Data Dictionary: the what, why and how
This article is rated as:
Technological advances have resulted in the collection of large amounts of data and the availability of data continues to skyrocket. To give you a perspective, more data has been collected in the past two years (2019 & 2020) than the entire human history before that.
This post isn’t about big data – we know there are more than enough articles about big data out there. Here, we’ll focus on how evaluators can (and should) clarify details about the data being used for evaluation. In other words, how and why build an evaluation-specific data dictionary.
What is a Data Dictionary?
Definitions of “data dictionary” vary but it is generally understood to be a common language for quantitative data. Data dictionaries provide a precise vocabulary for specific data elements and help to standardize a dataset and ensure that the relevance, and quality of data elements, are the same for all users. Data dictionaries describe the meaning and purpose of data elements within the context of a project and provide guidance on interpretation.
Why Use a Data Dictionary?
It is ideal to have a data dictionary whenever you have quantitative data that will be used and shared by multiple people or groups. Without precise definitions, it is very easy to arrive at different results while using the same dataset. Confusions can be avoided by documenting data definitions and parameters and sharing them with all stakeholders.
Although creating a data dictionary is time-consuming, having precise documentation that can be used by all stakeholders promotes efficiency. Look at the following example for an online health education program:
The program team defines the “number of program participants per week” as the total number of participants that completed the online module per week.

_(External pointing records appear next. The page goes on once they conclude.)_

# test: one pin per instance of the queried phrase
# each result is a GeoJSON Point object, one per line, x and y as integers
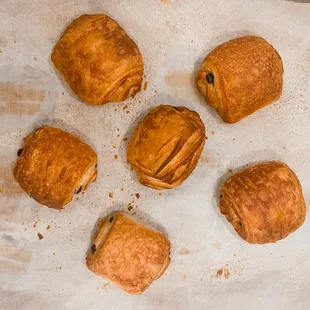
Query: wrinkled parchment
{"type": "Point", "coordinates": [211, 267]}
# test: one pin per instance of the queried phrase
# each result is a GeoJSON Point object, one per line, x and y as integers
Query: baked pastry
{"type": "Point", "coordinates": [241, 76]}
{"type": "Point", "coordinates": [129, 253]}
{"type": "Point", "coordinates": [100, 62]}
{"type": "Point", "coordinates": [166, 146]}
{"type": "Point", "coordinates": [53, 165]}
{"type": "Point", "coordinates": [264, 203]}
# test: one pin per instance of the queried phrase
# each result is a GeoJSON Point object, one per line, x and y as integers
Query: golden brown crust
{"type": "Point", "coordinates": [264, 203]}
{"type": "Point", "coordinates": [128, 253]}
{"type": "Point", "coordinates": [166, 146]}
{"type": "Point", "coordinates": [248, 75]}
{"type": "Point", "coordinates": [100, 62]}
{"type": "Point", "coordinates": [53, 165]}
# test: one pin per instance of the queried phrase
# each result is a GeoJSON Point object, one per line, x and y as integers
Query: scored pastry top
{"type": "Point", "coordinates": [166, 145]}
{"type": "Point", "coordinates": [100, 62]}
{"type": "Point", "coordinates": [264, 203]}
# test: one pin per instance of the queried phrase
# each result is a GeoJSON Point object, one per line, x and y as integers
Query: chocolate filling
{"type": "Point", "coordinates": [210, 78]}
{"type": "Point", "coordinates": [93, 249]}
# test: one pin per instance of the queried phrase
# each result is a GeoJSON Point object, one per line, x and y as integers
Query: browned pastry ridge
{"type": "Point", "coordinates": [99, 61]}
{"type": "Point", "coordinates": [53, 165]}
{"type": "Point", "coordinates": [264, 203]}
{"type": "Point", "coordinates": [240, 77]}
{"type": "Point", "coordinates": [128, 253]}
{"type": "Point", "coordinates": [166, 146]}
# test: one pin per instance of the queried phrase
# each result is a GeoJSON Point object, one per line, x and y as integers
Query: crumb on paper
{"type": "Point", "coordinates": [226, 273]}
{"type": "Point", "coordinates": [216, 246]}
{"type": "Point", "coordinates": [223, 271]}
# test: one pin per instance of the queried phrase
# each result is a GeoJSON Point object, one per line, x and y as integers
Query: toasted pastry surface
{"type": "Point", "coordinates": [129, 253]}
{"type": "Point", "coordinates": [264, 203]}
{"type": "Point", "coordinates": [166, 146]}
{"type": "Point", "coordinates": [241, 76]}
{"type": "Point", "coordinates": [53, 165]}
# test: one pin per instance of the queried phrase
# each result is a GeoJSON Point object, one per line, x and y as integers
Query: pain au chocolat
{"type": "Point", "coordinates": [99, 61]}
{"type": "Point", "coordinates": [264, 203]}
{"type": "Point", "coordinates": [166, 146]}
{"type": "Point", "coordinates": [240, 77]}
{"type": "Point", "coordinates": [53, 165]}
{"type": "Point", "coordinates": [129, 253]}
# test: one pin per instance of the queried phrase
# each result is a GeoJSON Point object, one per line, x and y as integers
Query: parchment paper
{"type": "Point", "coordinates": [211, 267]}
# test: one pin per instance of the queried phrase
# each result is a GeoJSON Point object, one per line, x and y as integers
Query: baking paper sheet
{"type": "Point", "coordinates": [211, 267]}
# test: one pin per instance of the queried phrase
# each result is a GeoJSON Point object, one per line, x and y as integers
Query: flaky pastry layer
{"type": "Point", "coordinates": [128, 253]}
{"type": "Point", "coordinates": [240, 77]}
{"type": "Point", "coordinates": [54, 164]}
{"type": "Point", "coordinates": [100, 62]}
{"type": "Point", "coordinates": [264, 203]}
{"type": "Point", "coordinates": [166, 146]}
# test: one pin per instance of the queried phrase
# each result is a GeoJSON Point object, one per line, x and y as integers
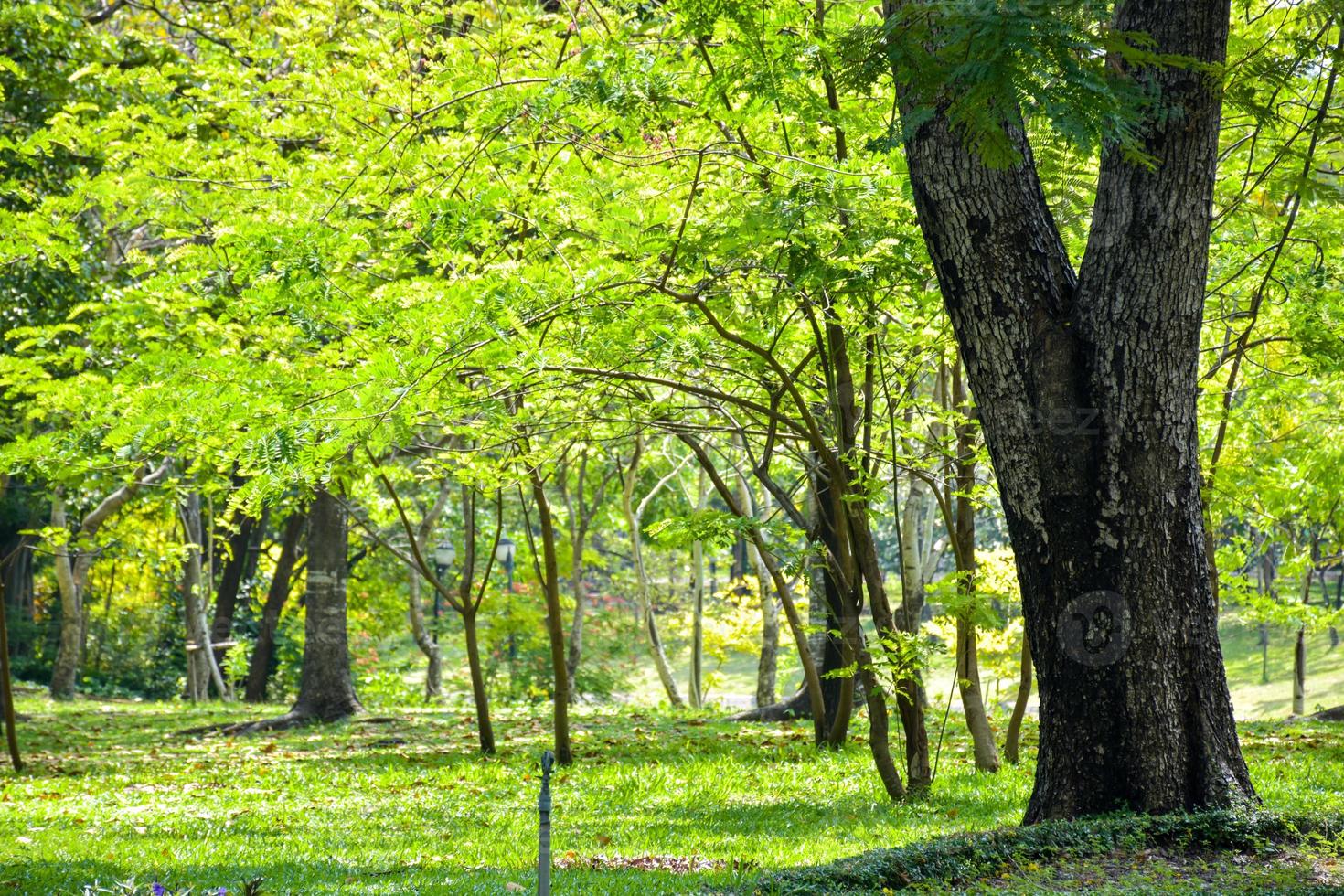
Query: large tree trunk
{"type": "Point", "coordinates": [258, 667]}
{"type": "Point", "coordinates": [1019, 707]}
{"type": "Point", "coordinates": [1086, 389]}
{"type": "Point", "coordinates": [325, 688]}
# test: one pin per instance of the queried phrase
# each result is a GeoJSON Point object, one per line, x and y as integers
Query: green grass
{"type": "Point", "coordinates": [113, 793]}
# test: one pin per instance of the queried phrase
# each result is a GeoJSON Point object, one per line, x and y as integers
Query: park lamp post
{"type": "Point", "coordinates": [504, 554]}
{"type": "Point", "coordinates": [445, 555]}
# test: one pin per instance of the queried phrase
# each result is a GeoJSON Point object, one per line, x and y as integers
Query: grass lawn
{"type": "Point", "coordinates": [406, 806]}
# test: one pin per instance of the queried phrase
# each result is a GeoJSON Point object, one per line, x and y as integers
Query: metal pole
{"type": "Point", "coordinates": [543, 807]}
{"type": "Point", "coordinates": [440, 575]}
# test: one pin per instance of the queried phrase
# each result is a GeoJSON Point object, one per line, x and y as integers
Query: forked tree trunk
{"type": "Point", "coordinates": [325, 688]}
{"type": "Point", "coordinates": [646, 620]}
{"type": "Point", "coordinates": [1086, 387]}
{"type": "Point", "coordinates": [258, 667]}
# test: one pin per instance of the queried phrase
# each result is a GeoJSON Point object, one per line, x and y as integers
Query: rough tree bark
{"type": "Point", "coordinates": [325, 688]}
{"type": "Point", "coordinates": [964, 535]}
{"type": "Point", "coordinates": [1086, 389]}
{"type": "Point", "coordinates": [258, 667]}
{"type": "Point", "coordinates": [1019, 707]}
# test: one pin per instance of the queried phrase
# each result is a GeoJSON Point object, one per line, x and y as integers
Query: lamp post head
{"type": "Point", "coordinates": [445, 555]}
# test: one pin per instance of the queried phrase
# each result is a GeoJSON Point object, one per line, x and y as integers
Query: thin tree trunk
{"type": "Point", "coordinates": [71, 566]}
{"type": "Point", "coordinates": [697, 686]}
{"type": "Point", "coordinates": [812, 681]}
{"type": "Point", "coordinates": [768, 664]}
{"type": "Point", "coordinates": [1300, 650]}
{"type": "Point", "coordinates": [554, 624]}
{"type": "Point", "coordinates": [65, 670]}
{"type": "Point", "coordinates": [646, 620]}
{"type": "Point", "coordinates": [8, 718]}
{"type": "Point", "coordinates": [968, 661]}
{"type": "Point", "coordinates": [425, 640]}
{"type": "Point", "coordinates": [484, 731]}
{"type": "Point", "coordinates": [325, 688]}
{"type": "Point", "coordinates": [1300, 672]}
{"type": "Point", "coordinates": [231, 579]}
{"type": "Point", "coordinates": [1019, 707]}
{"type": "Point", "coordinates": [202, 669]}
{"type": "Point", "coordinates": [258, 667]}
{"type": "Point", "coordinates": [575, 523]}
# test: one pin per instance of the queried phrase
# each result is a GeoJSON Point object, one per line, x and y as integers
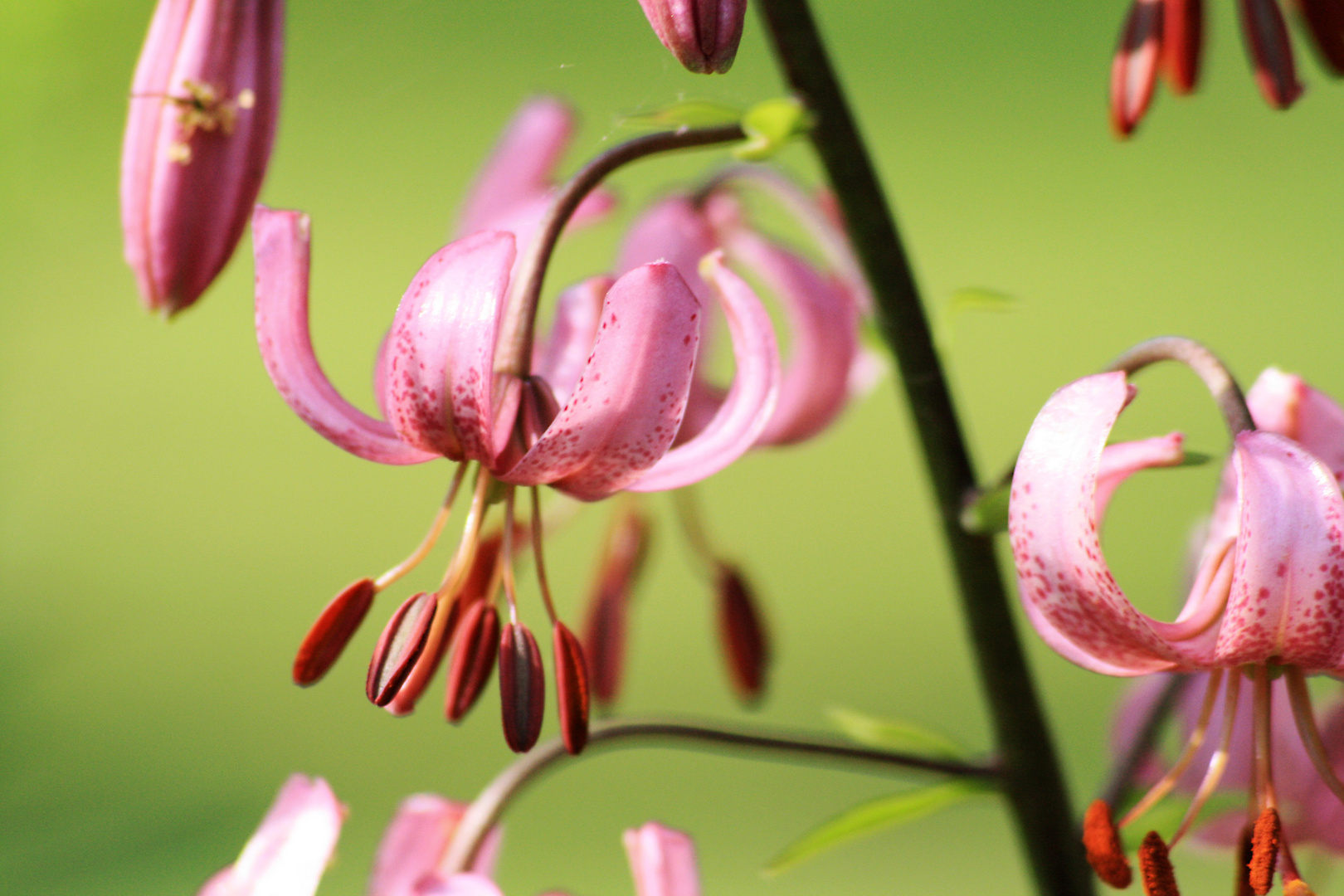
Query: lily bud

The IT team defines the “number of program participants per week” as the total number of participants that accessed the online module per week.
As evaluators, if we didn’t examine the definition of “number of program participants per week” meant, we might draw some incorrect conclusions, and risk making unreliable or even dangerous recommendations.
A data dictionary that is prepared collaboratively between the evaluator and stakeholders can prevent confusion and promote alignment. In short, data dictionaries can:
Provide consistency in the collection and use of data across multiple users;
Make data analysis easier;
Promote usability of data; and
Increase confidence in the data, results, and decisions.
How to Prepare a Data Dictionary
Before embarking on the task of creating a data dictionary, ask the program team if there’s an existing data dictionary for the dataset. It is a common practice to share a dataset with the data dictionary if there is one. However, the project team/client might not think to share the data dictionary with you. If there is a common, vetted, and documented data dictionary, it may not be necessary to create a new one.
The built-in active data dictionary can be used in most data management systems including MS Access and SPSS to generate documents as needed. Below is an image of a simple SPSS codebook output.
Alternatively, if your data set is in MS Excel, you can use MS Excel or Word for documentation. Creating and managing a data dictionary is an iterative process; the definitions for the data dictionary categories and the relationships need to be revised regularly. Often data dictionaries in program evaluation contain the following:
A list of data objects: names, metrics (measurement units) and definitions;
Inclusion and exclusion criteria: specify cases to be included or excluded;
Data Source(s): specify the source of data;
Data Update: state how frequently the data is updated and available (e.g., weekly, monthly, annually);
Limitations: specify any considerations that would impact the use of the indicator (can comment on reliability and validity of the data and include any other detail);
Missing data: state if there are any missing values and how they were handled;
Technical notes: provide technical details which help interpret the data presented; and
Approval and sign-off: a data dictionary should be created collaboratively with approval from all those that will use the dictionary. After revisions and edits, and it should be signed off by the team leads to finalize the document.
In summary, a data dictionary is a great evaluation tool for projects with quantitative data. A data dictionary is time-consuming to prepare; however, it can promote efficiency and accuracy in the long run. Try building one for your next evaluation project.